Last semester, Suzan taught a class in which students explored youths’ use of social media from an educational perspective. Inspired by David Wiley’s call to end disposable assignments, and to encourage students have hands-on experience with an emergent technology relevant to the focus of the class, Suzan asked her students to create a blog (optional;the blog could be open on the web or visible to course participants only) for their independent research projects. But it was challenging for Suzan to explain to her students the ethos of blogging and the necessity of creating something that would have value outside of “class walls.” Some students posted long traditional essays for their blog posts (with course descriptions at the beginning and paper-based citation formats), some students copied to their posts large chunks of content from other sites, some students created beautiful designs ticking every box for the minimum requirements for the assignment, but nothing more. Suzan was struck by the diversity in how students approached blogging – getting rid of the disposable assignments wasn’t as easy as she thought it would be. Students had blogs but not everyone had a voice in them – it hadn’t become a space for them to be present on the web.

How can we help our students have a voice in a networked learning context, informally or otherwise? How can we facilitate a welcoming and a suitable environment for our students: a space which enables each learner to get the most out of their learning experience?
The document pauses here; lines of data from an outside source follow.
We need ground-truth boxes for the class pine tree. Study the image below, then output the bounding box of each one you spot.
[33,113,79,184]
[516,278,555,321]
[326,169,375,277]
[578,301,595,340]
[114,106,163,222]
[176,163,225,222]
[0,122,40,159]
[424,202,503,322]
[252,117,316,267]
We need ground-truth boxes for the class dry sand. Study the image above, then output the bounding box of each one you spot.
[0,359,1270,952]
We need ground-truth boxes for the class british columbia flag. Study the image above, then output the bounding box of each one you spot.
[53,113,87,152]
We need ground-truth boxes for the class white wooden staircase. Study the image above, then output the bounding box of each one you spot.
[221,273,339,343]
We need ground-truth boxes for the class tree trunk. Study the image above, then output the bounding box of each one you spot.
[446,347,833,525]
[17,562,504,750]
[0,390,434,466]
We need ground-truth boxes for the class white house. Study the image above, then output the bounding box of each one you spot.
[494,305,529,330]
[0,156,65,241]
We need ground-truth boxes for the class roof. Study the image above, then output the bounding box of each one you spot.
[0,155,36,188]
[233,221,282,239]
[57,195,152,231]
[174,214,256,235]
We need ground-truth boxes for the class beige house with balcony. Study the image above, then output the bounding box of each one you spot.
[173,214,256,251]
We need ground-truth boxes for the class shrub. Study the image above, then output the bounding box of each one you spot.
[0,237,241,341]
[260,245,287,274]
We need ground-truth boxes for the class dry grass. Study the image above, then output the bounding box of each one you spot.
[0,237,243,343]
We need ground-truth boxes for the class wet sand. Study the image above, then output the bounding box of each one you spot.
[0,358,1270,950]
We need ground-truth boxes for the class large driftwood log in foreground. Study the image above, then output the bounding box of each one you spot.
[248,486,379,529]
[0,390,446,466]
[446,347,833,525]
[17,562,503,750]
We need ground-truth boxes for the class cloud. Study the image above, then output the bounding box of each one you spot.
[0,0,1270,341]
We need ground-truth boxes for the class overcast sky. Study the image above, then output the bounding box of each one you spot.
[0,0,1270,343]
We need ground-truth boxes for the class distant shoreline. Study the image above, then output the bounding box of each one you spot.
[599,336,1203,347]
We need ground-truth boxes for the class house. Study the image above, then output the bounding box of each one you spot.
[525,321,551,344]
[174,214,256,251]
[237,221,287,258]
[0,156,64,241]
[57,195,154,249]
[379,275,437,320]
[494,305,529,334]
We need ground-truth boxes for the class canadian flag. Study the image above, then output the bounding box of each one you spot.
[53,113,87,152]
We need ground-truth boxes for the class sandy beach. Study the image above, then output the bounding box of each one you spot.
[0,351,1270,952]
These are not easy questions to address, but we argue that we can at least start by critically reflecting on our assumptions regarding the digital literacy of our students. To be precise, we should not assume that our students have easy access to the Internet and tools/devices; are technologically competent; and are confident in using digital technologies. To be “plugged in,” we have to ensure everyone (teachers included) has access to the tools and competency in using them efficiently. Perhaps, more importantly, we have to nurture students in this process so that, hopefully, they will gain the confidence and willingness to use technology effectively for their learning, and rather than being “turned off,” their learning will extend beyond the confines of the classroom into the connected world.

Without dismissing the need for scaffolding strategies, being connected implies partnership and we believe the best guidance happens when we work alongside our students, when we see ourselves as learners as well. Suzan, for example, could have blogged along with her students to model writing for a public audience on the web and engage in a more authentic dialogue with her students. That way perhaps she could better help her students “develop the awareness, skills, habits and dispositions necessary to take full advantage of the affordances of the web.” Heather could strengthen her own digital presence and become a node in the network, thereby providing a familiar starting point for her students, whilst guiding them to other nodes.

It is important for students to know that we don’t know everything and are still learners ourselves especially with regard to technology. Showing our willingness to explore and attempt new things…sharing our failures as well as successes…learning with and from our students… These are the types of things we might consider in our teaching because we (students and teachers) are all in the same boat with regard to navigating the open sea of numerous, unimaginable possibilities. There will be waves that may threaten to rock the boat or even capsize it and the fear of this (setbacks, failures) is often at the heart of the resistance to change/reluctance to explore those possibilities but connectivity – the idea that we are learning together –offers a lifejacket.